The Pukerau Anzac Day service and the unveiling of the Dick Travis Memorial Wall was well attended and a great success.
Relatives of Sergeant Dick Travis came from as far away as Australia and about 90 children from Camp Columba also took part.
New Zealand Army Colonel (retired) Roger McElwain said the consequences of the war for small communities like Pukerau were massive.
Anzac wreaths were laid by a number of families, groups and organisations, including Pukerau School, Pukerau Cemetery Support Group and the Pukerau RSA.
The Pukerau service and memorial wall opening was attended by Noel Bockett and his wife, who travelled from Australia to be at the opening.
Sgt Travis was Mr Bockett’s great-uncle.
Mr Bockett said the memorial wall was absolutely beautiful.
“I find it tremendous that the whole of Southland knows about Travis,” he said.
The memorial wall was officially opened by David MacDonald on behalf of the wider Travis family.
Mr MacDonald’s grandmother was Sgt Travis’ sister.
Mr MacDonald said it was wonderful to see so many had worked hard to keep Sgt Travis’ memory alive.
“I think it’s really great that it’s done for the school. We talked about the younger generation and the challenge is to pass this on to them and the significance of these great wars and the sacrifices made,” Mr MacDonald said.
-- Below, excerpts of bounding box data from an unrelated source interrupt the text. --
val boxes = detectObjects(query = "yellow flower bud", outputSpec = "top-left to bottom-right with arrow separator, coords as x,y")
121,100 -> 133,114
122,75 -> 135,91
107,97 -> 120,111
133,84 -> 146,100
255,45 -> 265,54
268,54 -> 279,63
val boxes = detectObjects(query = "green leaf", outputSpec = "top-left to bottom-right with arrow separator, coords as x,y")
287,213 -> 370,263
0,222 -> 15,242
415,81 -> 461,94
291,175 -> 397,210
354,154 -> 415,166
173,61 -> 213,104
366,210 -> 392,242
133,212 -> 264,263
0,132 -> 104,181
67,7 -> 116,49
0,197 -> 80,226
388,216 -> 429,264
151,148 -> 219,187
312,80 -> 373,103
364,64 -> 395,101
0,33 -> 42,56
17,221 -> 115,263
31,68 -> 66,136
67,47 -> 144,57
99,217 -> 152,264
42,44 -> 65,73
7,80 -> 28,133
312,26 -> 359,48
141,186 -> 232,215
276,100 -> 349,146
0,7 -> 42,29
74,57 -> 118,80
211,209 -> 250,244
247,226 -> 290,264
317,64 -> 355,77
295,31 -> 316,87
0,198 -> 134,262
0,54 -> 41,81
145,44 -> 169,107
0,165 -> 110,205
Mr MacDonald said it was great to make the memorial wall, with its flags, a permanent fixture, as such artefacts were often put in boxes in back rooms, resulting in them getting damaged.
“I think what’s really cool is Travis’ memory has been etched in history here.”
Mr MacDonald had travelled with his wife, Diane MacDonald, from Christchurch for the unveiling.
Mrs MacDonald said to pass on history, we had to talk about what happened and, by doing so, we showed that it was significant and important.
“We must talk about it to our children and our children’s children and that is how the memory will be kept.”
Col McElwain said New Zealand had a huge military history associated with World War 1 and the challenge was that most of it resided in the families and small communities and was not as widely known as it should be.
“That’s why something like this is fantastic,” he said.
Col McElwain said it was more than just a name on a wall.
“It represents who we are as New Zealanders, the contribution we made, but more particularly, these were men who came from small-town New Zealand and they made the ultimate sacrifice and they need to be remembered not just in the community, but by New Zealand as well.”
Richard Charles Travis, VC, DCM, MM (April 6, 1884-July 25, 1918) was a New Zealand soldier who fought during World War 1 and was posthumously awarded the Victoria Cross, the highest award for gallantry in the face of the enemy that can be given to Commonwealth forces.
Before serving in the military, Travis worked as a farm hand and horse breaker and was known as being a bit of a trouble-maker, to the extent that he led a rather transient existence after leaving home at the age of 21.
During the war, he served briefly at Gallipoli before being sent to France, where he fought in the trenches along the Western Front, earning a reputation as a scout and sniper.
He was killed by shellfire a day after performing the deed that led to him being awarded the Victoria Cross.